The sun delivers about \( 1400 \text{ W/m}^2 \) of electromagnetic flux to Earth’s surface. If the flux falls on a roof of dimensions \( 8\text{ m} \times 20\text{ m} \) normally, then total power incident on the roof will be

1. 224 kW
2. 112 kW
3. 32 kW
4. 96 kW
View Answer

Power is given by the product of intensity and area: \( P = I \times A \). Here \( I = 1400 \text{ W/m}^2 \) and \( A = 8\text{ m} \times 20\text{ m} = 160 \text{ m}^2 \). Therefore, \( P = 1400 \times 160 = 224,000 \text{ W} = 224 \text{ kW} \).

Question 77: easy

When 150 gm of ice at \( 0^\circ\text{C} \) is mixed with 60 gm of water at \( 50^\circ\text{C} \) in a container, the resulting temperature is

1. \( 2.7^\circ\text{C} \)
2. \( 3.7^\circ\text{C} \)
3. \( 5.7^\circ\text{C} \)
4. \( 0^\circ\text{C} \)
View Answer

Heat lost by water to cool to \( 0^\circ\text{C} \) is \( Q_{\text{lost}} = m_w c_w \Delta T = 60 \times 1 \times 50 = 3000 \text{ cal} \). Heat needed to melt all ice is \( Q_{\text{melt}} = m_i L = 150 \times 80 = 12000 \text{ cal} \). Since \( Q_{\text{lost}} < Q_{\text{melt}} \), only a part of the ice melts, and the final temperature remains \( 0^\circ\text{C} \).

Question 78: easy

1 g of steam at 100°C is mixed with 1 g of ice at 0°C, then resultant temperature of the mixture is

1. 100°C
2. 200°C
3. 50°C
4. 75°C
View Answer

Heat required to raise 1 g of ice at 0°C to water at 100°C is \(1 \times 80 + 1 \times 1 \times 100 = 180\text{ cal}\). Since 1 g steam releases \(540\text{ cal}\) upon complete condensation, only a fraction of the steam condenses, maintaining the final temperature at 100°C.

Question 79: easy

110 J of heat is added to a gaseous system whose internal energy is increased by 40 J then amount of external work done is

1. 150 J
2. 70 J
3. 110 J
4. 40 J
View Answer

According to the first law of thermodynamics, \(\Delta Q = \Delta U + W\).
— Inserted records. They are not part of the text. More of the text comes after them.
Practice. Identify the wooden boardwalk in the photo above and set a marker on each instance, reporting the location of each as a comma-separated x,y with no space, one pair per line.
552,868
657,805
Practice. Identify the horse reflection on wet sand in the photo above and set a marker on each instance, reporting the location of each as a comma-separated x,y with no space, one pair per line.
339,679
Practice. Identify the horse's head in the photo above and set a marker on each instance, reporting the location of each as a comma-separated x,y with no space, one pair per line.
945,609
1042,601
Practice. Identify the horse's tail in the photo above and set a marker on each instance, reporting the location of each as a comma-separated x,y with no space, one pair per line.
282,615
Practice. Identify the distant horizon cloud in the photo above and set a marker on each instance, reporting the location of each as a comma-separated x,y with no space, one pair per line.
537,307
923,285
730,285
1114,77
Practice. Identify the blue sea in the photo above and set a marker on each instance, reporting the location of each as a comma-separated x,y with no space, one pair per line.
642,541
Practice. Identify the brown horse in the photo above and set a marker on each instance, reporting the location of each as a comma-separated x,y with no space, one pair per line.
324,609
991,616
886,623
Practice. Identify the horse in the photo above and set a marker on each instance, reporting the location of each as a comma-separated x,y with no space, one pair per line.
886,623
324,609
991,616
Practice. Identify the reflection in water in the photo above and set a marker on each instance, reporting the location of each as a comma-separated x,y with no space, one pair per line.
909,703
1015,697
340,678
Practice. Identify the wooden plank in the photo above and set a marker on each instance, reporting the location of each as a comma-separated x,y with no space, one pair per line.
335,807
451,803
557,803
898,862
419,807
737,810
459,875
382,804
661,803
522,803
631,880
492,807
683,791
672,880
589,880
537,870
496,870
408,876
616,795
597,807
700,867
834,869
Substituting the values, \(110\text{ J} = 40\text{ J} + W \Rightarrow W = 70\text{ J}\).

Question 80: easy

At 10°C the value of the density of a fixed mass of an ideal gas divided by its pressure is X. At 110°C this ratio is

1. \[\frac{10}{110} X\]
2. \[\frac{283}{383} X\]
3. \[X\]
4. \[\frac{383}{283} X\]
View Answer

From ideal gas law, \(P = \frac{\rho RT}{M} \Rightarrow \frac{\rho}{P} = \frac{M}{RT}\). Hence, \(\frac{\rho}{P} \propto \frac{1}{T}\). Thus, the ratio becomes \[X \times \frac{273 + 10}{273 + 110} = X \frac{283}{383}\].